虽然犯罪学家已经从批判哲学中吸收了关于真理的想法,但它通常仅限于对现有学术概念和结构的表面性改变。[3] 社会学思维习惯使犯罪学家难以充分理解和反思福柯的批评,而对具有固定意义的想法的追求[3] 导致了实证主义对福柯作品的批评,认为其“缺乏严谨,过于模糊”,[3] 这主要是由于他有意地运用了建构主义思想。
由于哲学作为探讨认识论方法特点的学科,因此缺乏统一的真理理论,尽管个别哲学理论确实保持着不同的真理概念。哲学流派持有形成其思想基础的核心教条。因此,功利主义认为其核心教条——最道德的行为是最大化效用的行为——是绝对真理。[7]
与功利主义类似,在评估正统古典经济学时,需要一个绝对的基准假设。弗兰克·H·奈特在1940年发表的《经济学中的“什么是真理”》一书中,将经济学中的知识归类为关于人类倾向的知识,而不是可以通过直接观察和“检验”来理解的知识。[8] 奈特反映了古典经济学家的观点,因为他坚持认为人们是理性的行为者,或者说总是为了最大化自己的幸福而采取行动,并利用所有可用的信息,并且在任何情况下都存在“理想”的资源分配。
这种试图实现的“理想”分配体现在杰里米·边沁的全景监狱中。最初,全景监狱是监狱的建筑计划:一个圆形建筑,将囚犯的牢房围绕着一个中央监视塔。囚犯不知道自己是否被监视,因此他们必须始终表现得好像被监视一样。[9] 全景监狱可以被视为边沁功利主义哲学的现实应用,他在其中将效用定义为产生“利益”或防止“被考虑的利益方的痛苦或不快乐”的属性。[10] 在相关的经济学背景下,边沁认为效用被定义为“减轻”公共支出的“合理管理”。[11]
为了理解全景监狱作为功利主义的监狱计划,重要的是要通过边沁时代刑事司法系统中普遍存在的死刑不断加剧的不满这一视角来观察它。[12] 边沁认为他的系统在各个方面都优于前者,他指出,他简单的建筑理念提高了道德、健康、产业和经济。[13]

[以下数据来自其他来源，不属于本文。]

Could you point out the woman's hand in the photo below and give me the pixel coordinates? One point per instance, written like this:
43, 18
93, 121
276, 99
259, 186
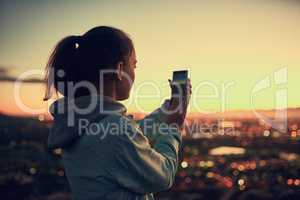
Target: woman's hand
177, 108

边沁提出了一个由垄断竞争驱动的两层级高效管理体系。全景监狱的建设将由争夺建筑合同的企业承包商完成,他们需要提供合理的建设条款,以便在市场上保持竞争力。同样,供求的市场力量使得更有效地实施纪律成为可能,因为“对囚犯的惩罚[通过防止他将工作带到另一个市场,]使他成为垄断的受害者,承包商会尽可能地利用它(边沁,1838)”。[11]

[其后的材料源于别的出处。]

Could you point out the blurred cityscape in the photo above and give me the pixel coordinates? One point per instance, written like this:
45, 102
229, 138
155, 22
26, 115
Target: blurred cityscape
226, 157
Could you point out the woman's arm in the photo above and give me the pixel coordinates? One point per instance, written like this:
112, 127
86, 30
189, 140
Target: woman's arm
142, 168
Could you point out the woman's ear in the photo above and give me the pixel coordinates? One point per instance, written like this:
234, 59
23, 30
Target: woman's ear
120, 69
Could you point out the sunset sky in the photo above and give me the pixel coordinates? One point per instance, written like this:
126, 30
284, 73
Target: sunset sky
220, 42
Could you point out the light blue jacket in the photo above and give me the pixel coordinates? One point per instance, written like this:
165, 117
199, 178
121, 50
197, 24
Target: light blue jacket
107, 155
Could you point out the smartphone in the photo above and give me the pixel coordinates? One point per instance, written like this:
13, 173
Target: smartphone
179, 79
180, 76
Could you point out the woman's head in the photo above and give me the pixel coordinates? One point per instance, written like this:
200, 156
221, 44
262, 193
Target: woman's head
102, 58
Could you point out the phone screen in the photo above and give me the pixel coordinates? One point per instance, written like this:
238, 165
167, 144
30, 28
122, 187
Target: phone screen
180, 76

尽管该系统旨在提高效率,但全景监狱还是受到了许多批评。最著名的是,在《规训与惩罚》中,福柯以全景监狱为隐喻,批评了现代国家体系下的纪律。[13] 虽然并非直接批评边沁的监狱设计,但这种隐喻的影响却导致了对该概念的广泛批评,[14] 这造成了对全景监狱和边沁作品的普遍误解。主要的是,全景监狱仅仅以福柯对全景主义的描述存在于现代意识中,全景主义是一种基于无处不在的监视的权力形式。[15] 由于福柯将政府体系投射到全景监狱上,因此边沁的思想越来越被视为专制和支持惩罚。这种解释与边沁的实际观点相冲突:功利主义旨在最大化幸福,这表明他认为惩罚是不道德的,除非是为了防止进一步的不幸。[15]
这种误解源于对道德和社会利益中真理的不同态度。如前所述,边沁认为,最道德的行为是最大化幸福、最小化不幸的行为,他通过全景监狱的经济效益、效率和纪律内化来支持这一观点。[15] 相反,包括福柯在内的许多后现代哲学家对真理的理解是相对主义和建构主义的。福柯认为,真理是社会建构的,特别是通过权力关系建构的。[16] 据此推论,根据社会建构主义,行为的道德价值不是固定的,而是取决于其所处社会的语境。[17] 这种对真理的不同理解意味着全景监狱的道德性存在争议:像边沁这样的功利主义者认为该计划在道德上完全合理,但像福柯这样的后来的后现代思想家则质疑这种想法。